Urbanization is profoundly changing watershed hydrology in Southern Ontario and around the world. This hydrologic change upsets the balance between the supply and transport of sediment in many rivers, with long term irreversible effects on the landscape that cost cities and landowners millions of dollars as bridges, sewers and other infrastructure fails. A current project uses Radio Frequency Identification tags to monitor urban creeks and assess restoration efforts.
Streams and rivers are characterized by non-uniform beds. Large-scale sedimentary bars disrupt the simple relations between discharge, channel roughness, and sediment transport that water resource engineers rely on. Fundamental research is ongoing that uses controlled flume experiments to test how the size and scale of bedforms affects channel properties. Another research objective is to shed light on how these complex forms emerge from smaller scale processes related to turbulence and sediment transport.

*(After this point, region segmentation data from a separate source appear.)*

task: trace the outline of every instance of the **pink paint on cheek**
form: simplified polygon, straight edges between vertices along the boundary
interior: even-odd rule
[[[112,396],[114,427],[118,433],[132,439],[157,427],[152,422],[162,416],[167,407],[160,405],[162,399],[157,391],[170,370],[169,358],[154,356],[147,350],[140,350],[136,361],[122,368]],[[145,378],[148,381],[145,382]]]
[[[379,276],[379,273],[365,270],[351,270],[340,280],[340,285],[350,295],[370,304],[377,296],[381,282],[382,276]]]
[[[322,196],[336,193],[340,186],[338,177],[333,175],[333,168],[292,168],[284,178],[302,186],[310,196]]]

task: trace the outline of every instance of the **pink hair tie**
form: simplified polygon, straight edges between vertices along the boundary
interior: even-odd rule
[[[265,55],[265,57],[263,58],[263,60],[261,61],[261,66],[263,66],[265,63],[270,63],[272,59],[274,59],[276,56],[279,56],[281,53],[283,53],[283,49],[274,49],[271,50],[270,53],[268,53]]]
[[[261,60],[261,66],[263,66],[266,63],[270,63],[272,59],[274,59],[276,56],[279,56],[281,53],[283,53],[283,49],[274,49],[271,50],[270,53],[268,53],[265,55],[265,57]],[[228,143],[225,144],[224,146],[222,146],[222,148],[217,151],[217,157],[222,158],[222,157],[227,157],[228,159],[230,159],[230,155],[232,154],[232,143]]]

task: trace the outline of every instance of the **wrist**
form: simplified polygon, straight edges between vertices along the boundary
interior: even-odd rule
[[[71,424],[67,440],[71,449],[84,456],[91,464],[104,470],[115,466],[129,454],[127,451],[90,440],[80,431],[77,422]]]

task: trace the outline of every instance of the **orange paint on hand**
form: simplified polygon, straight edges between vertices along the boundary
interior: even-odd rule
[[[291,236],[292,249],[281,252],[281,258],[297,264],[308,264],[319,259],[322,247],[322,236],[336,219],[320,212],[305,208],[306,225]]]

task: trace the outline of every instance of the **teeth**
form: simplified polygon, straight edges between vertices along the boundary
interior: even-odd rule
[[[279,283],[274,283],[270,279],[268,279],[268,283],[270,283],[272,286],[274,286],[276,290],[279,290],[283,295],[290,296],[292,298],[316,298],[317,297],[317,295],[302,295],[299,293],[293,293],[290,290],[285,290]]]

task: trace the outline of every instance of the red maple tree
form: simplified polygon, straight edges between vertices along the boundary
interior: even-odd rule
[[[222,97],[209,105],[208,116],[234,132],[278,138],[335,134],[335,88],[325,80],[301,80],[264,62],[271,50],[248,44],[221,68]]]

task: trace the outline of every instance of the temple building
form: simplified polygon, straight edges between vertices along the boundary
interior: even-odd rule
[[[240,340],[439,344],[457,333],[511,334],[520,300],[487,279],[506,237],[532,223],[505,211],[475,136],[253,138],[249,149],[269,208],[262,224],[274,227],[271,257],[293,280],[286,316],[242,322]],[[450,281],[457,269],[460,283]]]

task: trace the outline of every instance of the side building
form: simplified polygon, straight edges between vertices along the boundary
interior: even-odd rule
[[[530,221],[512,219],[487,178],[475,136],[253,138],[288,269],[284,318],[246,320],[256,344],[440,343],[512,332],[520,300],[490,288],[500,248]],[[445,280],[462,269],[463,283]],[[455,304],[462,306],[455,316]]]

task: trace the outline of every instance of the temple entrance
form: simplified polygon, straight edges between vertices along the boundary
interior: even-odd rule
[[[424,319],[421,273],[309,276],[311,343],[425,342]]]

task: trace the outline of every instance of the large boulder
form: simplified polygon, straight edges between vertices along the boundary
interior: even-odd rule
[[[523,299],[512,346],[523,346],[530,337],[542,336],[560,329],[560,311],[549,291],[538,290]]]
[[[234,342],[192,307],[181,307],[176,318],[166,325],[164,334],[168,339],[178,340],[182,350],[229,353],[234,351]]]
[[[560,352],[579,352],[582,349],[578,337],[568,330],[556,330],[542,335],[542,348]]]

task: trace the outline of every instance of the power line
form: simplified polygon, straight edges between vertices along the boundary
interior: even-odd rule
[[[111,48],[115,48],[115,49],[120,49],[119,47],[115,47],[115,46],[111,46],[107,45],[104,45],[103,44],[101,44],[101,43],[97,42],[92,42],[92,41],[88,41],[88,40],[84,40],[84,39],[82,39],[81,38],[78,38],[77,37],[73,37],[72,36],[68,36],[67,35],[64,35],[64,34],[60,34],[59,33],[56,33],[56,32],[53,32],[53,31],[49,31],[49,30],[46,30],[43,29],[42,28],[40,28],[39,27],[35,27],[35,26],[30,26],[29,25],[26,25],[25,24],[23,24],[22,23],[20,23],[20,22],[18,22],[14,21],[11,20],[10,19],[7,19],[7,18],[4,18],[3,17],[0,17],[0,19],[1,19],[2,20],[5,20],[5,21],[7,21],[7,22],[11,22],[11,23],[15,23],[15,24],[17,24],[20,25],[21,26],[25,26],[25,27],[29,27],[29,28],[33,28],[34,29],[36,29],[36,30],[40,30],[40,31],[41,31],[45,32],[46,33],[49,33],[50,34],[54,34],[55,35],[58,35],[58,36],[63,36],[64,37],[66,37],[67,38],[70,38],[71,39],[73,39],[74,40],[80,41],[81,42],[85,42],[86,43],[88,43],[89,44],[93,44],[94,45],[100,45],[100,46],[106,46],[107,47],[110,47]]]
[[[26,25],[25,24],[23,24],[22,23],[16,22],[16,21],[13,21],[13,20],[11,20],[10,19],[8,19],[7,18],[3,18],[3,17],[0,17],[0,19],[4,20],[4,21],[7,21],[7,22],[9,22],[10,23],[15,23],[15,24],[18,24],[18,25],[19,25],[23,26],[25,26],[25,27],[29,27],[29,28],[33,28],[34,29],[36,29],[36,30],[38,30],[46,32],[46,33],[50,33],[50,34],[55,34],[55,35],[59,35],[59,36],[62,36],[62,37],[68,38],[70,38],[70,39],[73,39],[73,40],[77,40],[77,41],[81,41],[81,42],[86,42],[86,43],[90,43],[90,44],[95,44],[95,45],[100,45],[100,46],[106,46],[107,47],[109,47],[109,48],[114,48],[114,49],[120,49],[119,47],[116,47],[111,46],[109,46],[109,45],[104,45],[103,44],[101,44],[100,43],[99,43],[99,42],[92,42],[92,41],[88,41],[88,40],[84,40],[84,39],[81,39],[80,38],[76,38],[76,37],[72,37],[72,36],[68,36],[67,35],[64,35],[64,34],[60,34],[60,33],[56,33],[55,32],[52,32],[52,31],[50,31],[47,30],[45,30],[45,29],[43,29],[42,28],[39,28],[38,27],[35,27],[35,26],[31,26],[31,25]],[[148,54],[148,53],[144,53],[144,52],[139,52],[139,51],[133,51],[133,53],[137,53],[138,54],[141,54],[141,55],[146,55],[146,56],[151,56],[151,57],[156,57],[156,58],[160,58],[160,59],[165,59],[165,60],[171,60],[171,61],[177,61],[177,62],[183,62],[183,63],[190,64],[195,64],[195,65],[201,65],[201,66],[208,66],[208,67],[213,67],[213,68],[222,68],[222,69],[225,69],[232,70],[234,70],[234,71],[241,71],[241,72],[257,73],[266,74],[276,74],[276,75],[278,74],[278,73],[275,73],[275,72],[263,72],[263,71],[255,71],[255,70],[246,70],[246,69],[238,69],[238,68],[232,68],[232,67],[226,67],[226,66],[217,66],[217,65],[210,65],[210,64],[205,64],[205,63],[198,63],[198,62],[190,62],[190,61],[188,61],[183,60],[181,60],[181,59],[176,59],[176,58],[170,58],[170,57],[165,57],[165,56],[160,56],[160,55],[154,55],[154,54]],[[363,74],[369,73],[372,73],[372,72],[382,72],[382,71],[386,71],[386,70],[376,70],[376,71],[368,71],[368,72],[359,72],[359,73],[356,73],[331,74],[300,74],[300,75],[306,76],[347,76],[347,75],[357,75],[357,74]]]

When bank erosion occurs, trees on the bank fall into the river. The long trunks and branches represent a new structural element in rivers that can wreak havoc on otherwise well-behaved systems, resulting in flooding, and increased scour around bridges where floating wood piles up. Wood alters river morphology in a way that encourages more islands, larger sediment bars, and increased lateral erosion. A current project is to quantifying the transport of wood using streamside video cameras as a means of offering a first look at the within-flood variability of wood transport.